Bush, at a news conference Tuesday, would not even say if he had finished interviewing candidates. Though Washington was abuzz with speculation about Clement, the president ignored a question about what he thought of her.
"I guess the best way to say it is, I'll let you know when I'm ready to tell you who it is," the president said. He jokingly acknowledged that he was trying to dodge the question.
"I'm comfortable with where we are in the process," the president said. He said he has considered a variety of people from different walks of life, some of whom he knew before and some he had never met.
"I do have an obligation to think about people from different backgrounds that have shared the same philosophy, people who will not legislate from the bench," Bush said. He spoke at a press conference with visiting Australian Prime Minister John Howard.
At Clement's office in New Orleans, a man who identified himself as a law clerk said the judge was not available. "That's what I've been instructed to say," he told a caller who asked if she were in Washington.
Interest groups say another female candidate thought to be under consideration was Edith Hollan Jones, who also serves on the 5th U.S. Circuit Court of Appeals in New Orleans.
There was no word from the White House on when Bush would disclose his selection, but officials familiar with the process said it appeared an announcement was imminent. White House press secretary Scott McClellan would say only: "The president is closer today than he was yesterday on naming a nominee."
Asked whether he expected an announcement, Senate Majority Leader Bill Frist, R-Tenn., said Tuesday, "I don't know, but I don't think so."
In a sign that Bush was getting close to naming his pick, Sen. Arlen Specter, R-Pa., chairman of the Judiciary Committee, was called to the White House on Monday. Specter, who would lead the confirmation process in the Senate, has said he hopes Bush selects a moderate jurist.
In anticipation of a selection, officials said the White House had contacted selected Republican senators they hoped would serve as advocates for the nominee in media interviews in the initial time following an announcement. Democrats scoured the rulings and writings of leading contenders, including Clement, a 57-year-old jurist who was confirmed on a 99-0 vote by the Senate when she was elevated to the appeals court in 2001.

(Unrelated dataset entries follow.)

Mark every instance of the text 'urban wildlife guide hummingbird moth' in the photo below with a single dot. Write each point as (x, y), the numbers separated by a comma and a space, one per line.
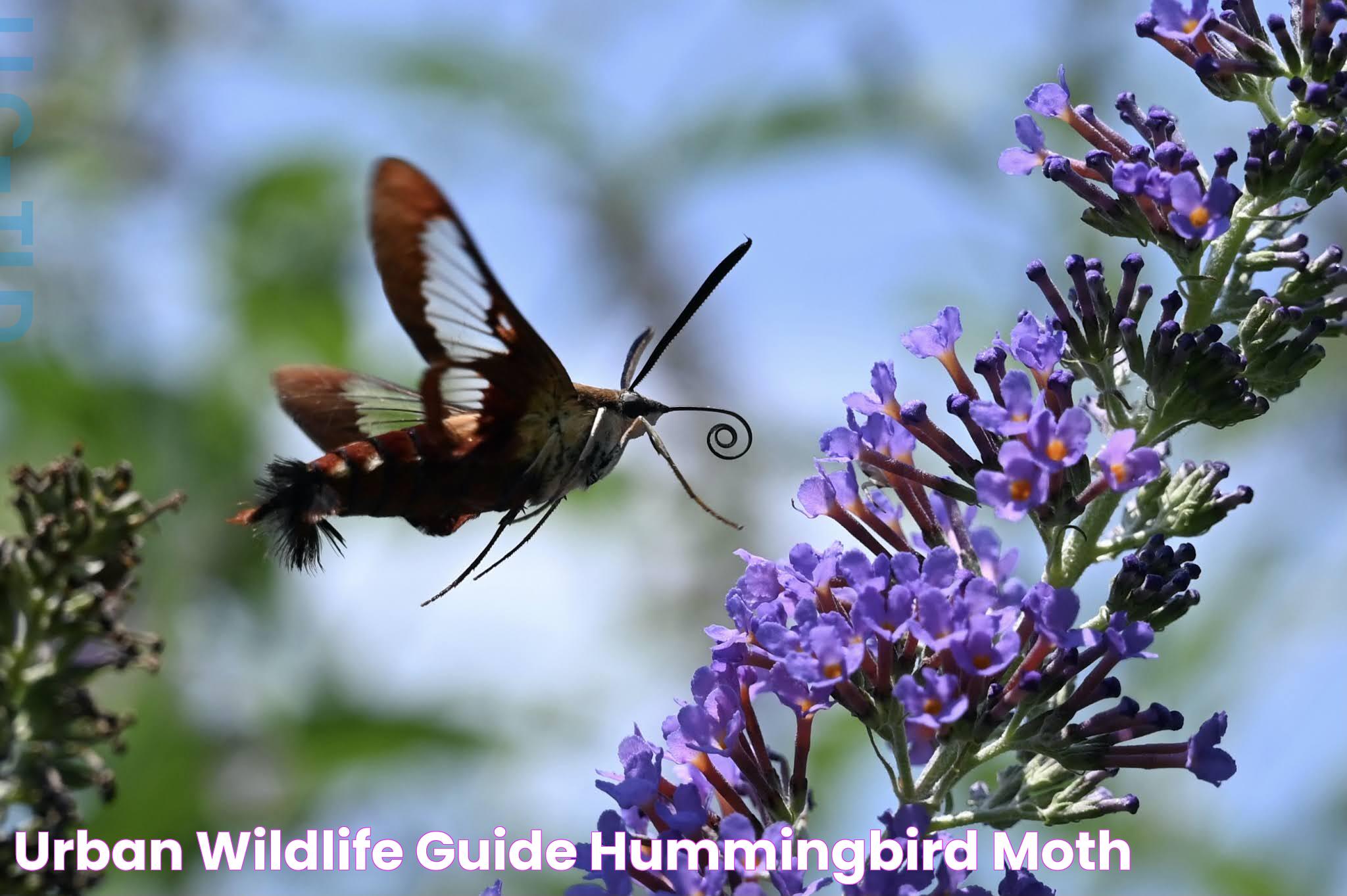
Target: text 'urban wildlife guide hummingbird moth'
(496, 423)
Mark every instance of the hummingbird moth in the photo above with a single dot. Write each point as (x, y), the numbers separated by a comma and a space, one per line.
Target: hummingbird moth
(496, 424)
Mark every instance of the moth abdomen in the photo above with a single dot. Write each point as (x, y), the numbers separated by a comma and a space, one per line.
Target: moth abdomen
(295, 500)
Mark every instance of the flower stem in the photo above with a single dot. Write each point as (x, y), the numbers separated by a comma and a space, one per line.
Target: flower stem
(1221, 257)
(1078, 546)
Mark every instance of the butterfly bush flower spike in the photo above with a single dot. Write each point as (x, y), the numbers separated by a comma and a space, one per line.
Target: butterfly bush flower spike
(916, 631)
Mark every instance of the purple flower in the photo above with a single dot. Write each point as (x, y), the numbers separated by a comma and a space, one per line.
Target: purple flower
(1127, 467)
(837, 653)
(1020, 404)
(690, 882)
(1124, 640)
(1059, 443)
(803, 699)
(817, 497)
(1054, 613)
(933, 703)
(937, 338)
(1023, 884)
(1051, 100)
(1020, 488)
(1198, 216)
(686, 812)
(1129, 178)
(981, 653)
(1021, 162)
(618, 883)
(1206, 761)
(887, 436)
(1176, 22)
(640, 779)
(935, 625)
(841, 442)
(1036, 346)
(709, 726)
(884, 613)
(883, 398)
(1158, 186)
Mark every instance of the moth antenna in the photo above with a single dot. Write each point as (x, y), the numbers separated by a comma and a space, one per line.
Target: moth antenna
(722, 436)
(506, 521)
(556, 502)
(633, 357)
(663, 452)
(698, 299)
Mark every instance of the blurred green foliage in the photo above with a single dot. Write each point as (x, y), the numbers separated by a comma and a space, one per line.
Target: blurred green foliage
(283, 232)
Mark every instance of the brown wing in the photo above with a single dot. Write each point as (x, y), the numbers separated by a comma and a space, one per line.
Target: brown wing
(483, 354)
(337, 407)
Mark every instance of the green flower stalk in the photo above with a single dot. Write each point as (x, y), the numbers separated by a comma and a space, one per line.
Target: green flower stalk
(66, 584)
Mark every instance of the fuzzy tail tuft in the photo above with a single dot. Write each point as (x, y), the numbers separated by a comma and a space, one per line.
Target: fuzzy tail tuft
(295, 501)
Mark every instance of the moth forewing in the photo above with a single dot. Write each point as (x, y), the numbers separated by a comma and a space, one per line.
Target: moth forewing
(496, 424)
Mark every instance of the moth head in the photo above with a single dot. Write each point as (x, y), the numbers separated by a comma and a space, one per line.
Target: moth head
(632, 406)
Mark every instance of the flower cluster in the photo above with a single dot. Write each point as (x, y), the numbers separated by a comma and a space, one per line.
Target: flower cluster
(65, 586)
(918, 627)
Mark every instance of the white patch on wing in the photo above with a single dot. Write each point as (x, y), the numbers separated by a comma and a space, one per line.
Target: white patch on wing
(458, 307)
(381, 407)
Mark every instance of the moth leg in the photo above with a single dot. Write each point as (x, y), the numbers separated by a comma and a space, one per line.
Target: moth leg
(550, 507)
(640, 425)
(506, 521)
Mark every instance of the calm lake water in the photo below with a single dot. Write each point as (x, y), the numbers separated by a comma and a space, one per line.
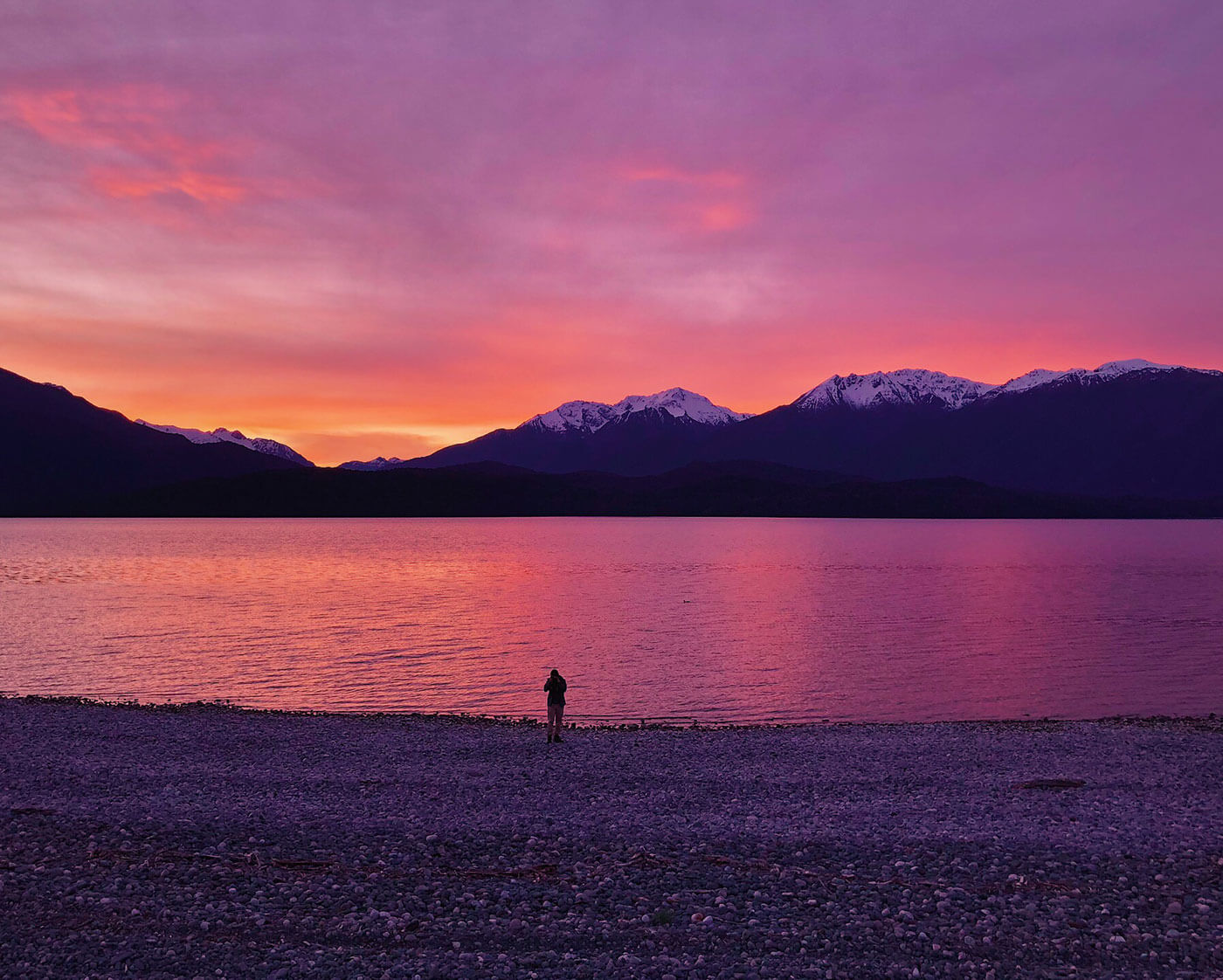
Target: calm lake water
(706, 618)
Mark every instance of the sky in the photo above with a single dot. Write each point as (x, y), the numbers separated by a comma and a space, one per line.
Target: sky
(379, 228)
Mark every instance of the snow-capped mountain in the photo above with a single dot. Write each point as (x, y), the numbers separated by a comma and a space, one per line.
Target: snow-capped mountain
(373, 465)
(268, 446)
(1106, 372)
(638, 434)
(905, 387)
(591, 416)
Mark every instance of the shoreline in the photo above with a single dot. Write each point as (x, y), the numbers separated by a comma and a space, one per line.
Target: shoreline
(208, 841)
(1208, 722)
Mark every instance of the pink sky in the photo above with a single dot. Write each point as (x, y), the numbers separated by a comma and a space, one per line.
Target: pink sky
(378, 228)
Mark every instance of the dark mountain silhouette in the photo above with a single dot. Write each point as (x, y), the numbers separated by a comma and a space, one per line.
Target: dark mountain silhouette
(699, 490)
(1155, 433)
(1139, 431)
(63, 455)
(646, 442)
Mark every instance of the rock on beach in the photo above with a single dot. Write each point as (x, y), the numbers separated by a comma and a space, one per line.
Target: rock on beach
(210, 842)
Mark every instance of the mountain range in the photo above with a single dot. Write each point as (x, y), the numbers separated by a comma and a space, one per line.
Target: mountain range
(1061, 443)
(1124, 428)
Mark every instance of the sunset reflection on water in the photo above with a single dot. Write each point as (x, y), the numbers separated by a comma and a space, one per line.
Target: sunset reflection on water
(719, 619)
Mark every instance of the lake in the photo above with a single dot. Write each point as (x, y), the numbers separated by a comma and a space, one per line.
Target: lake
(713, 619)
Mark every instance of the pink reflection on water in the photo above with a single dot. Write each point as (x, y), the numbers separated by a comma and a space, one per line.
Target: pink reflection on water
(719, 619)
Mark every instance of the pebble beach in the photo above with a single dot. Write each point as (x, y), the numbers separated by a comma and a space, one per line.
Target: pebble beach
(213, 842)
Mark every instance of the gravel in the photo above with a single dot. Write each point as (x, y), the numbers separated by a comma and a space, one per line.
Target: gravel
(204, 842)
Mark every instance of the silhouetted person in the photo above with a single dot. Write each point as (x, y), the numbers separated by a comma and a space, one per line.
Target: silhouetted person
(556, 687)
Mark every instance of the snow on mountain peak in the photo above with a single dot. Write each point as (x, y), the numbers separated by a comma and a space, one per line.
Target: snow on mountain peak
(268, 446)
(1082, 376)
(905, 387)
(591, 416)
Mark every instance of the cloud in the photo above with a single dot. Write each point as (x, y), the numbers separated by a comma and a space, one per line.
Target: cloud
(134, 142)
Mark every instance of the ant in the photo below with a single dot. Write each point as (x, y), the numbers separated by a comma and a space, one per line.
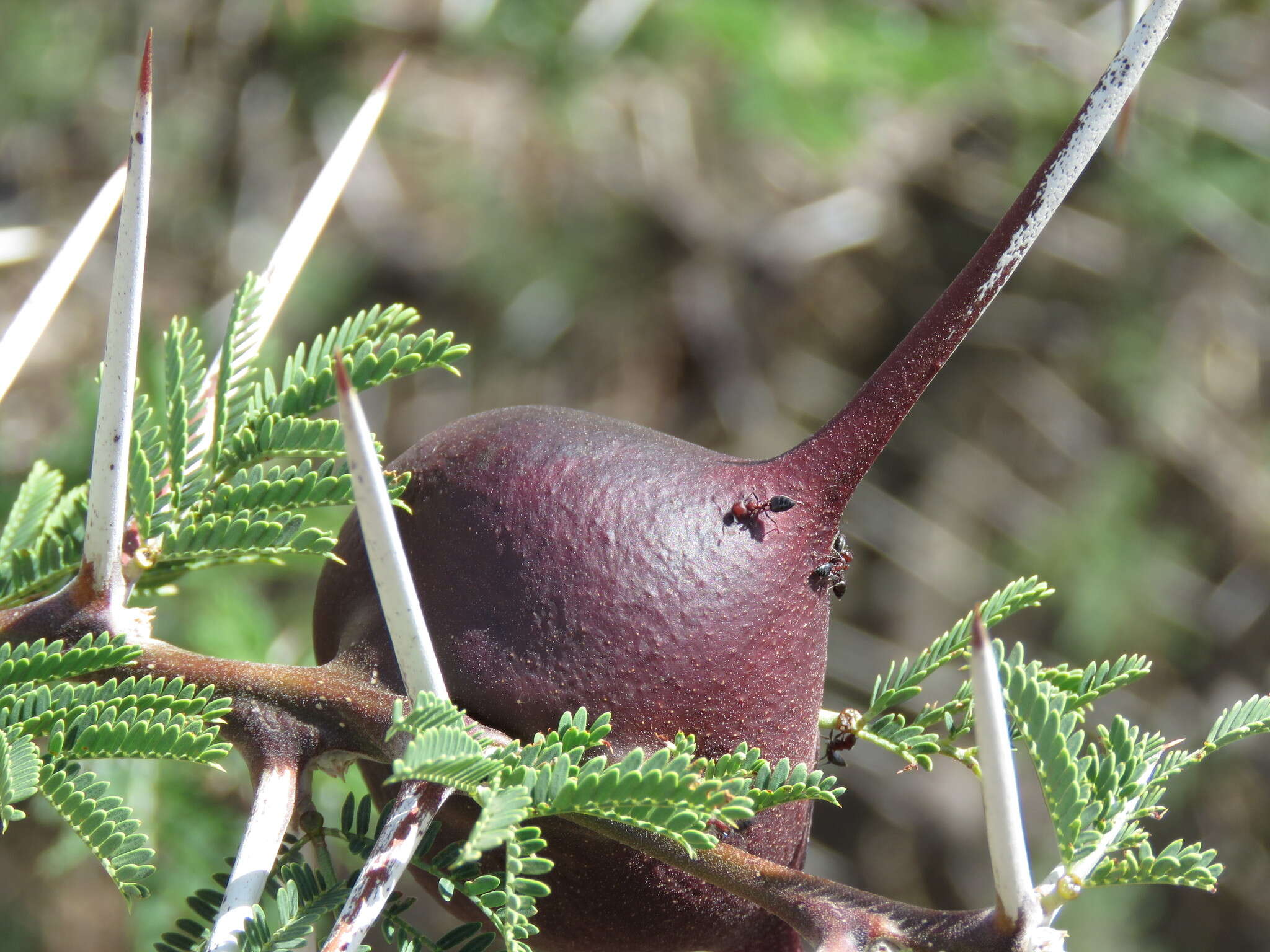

White House officials, who spoke on condition of anonymity because they were not authorized to talk publicly about the process, said Bush's timetable appears to have been accelerated and that a choice could come as early as Tuesday. They said Clement is a leading candidate, but cautioned that the president had not made a final decision and that there were other prospects still in the mix.
Any announcement would turn the spotlight in Washington toward the Supreme Court vacancy and away from news about Bush's top political adviser, Karl Rove, and the ongoing federal probe into who leaked the name of a CIA officer.
White House officials have refused to discuss the names of top prospects being considered as a replacement for the departing O'Connor, who was the first woman appointed to the court.
Other possible candidates are conservative federal appellate court judges Samuel Alito, J. Michael Luttig, Michael McConnell, John Roberts Jr., Emilio Garza and J. Harvie Wilkinson III; and former deputy attorney general Larry Thompson.
Other names thought to be under consideration were: Maura Corrigan, a judge on the Michigan Supreme Court; Cecilia M. Altonaga, a U.S. District Court judge for the Southern District of Florida; Mary Ann Glendon, a Harvard Law School professor; Karen Williams from the 4th U.S. Circuit Court of Appeals in Richmond, Va.; Janice Rogers Brown, recently confirmed by the Senate for the U.S. Court of Appeals for the District of Columbia Circuit; and Priscilla Owen, who was just confirmed for a seat on the 5th U.S. Circuit Court of Appeals.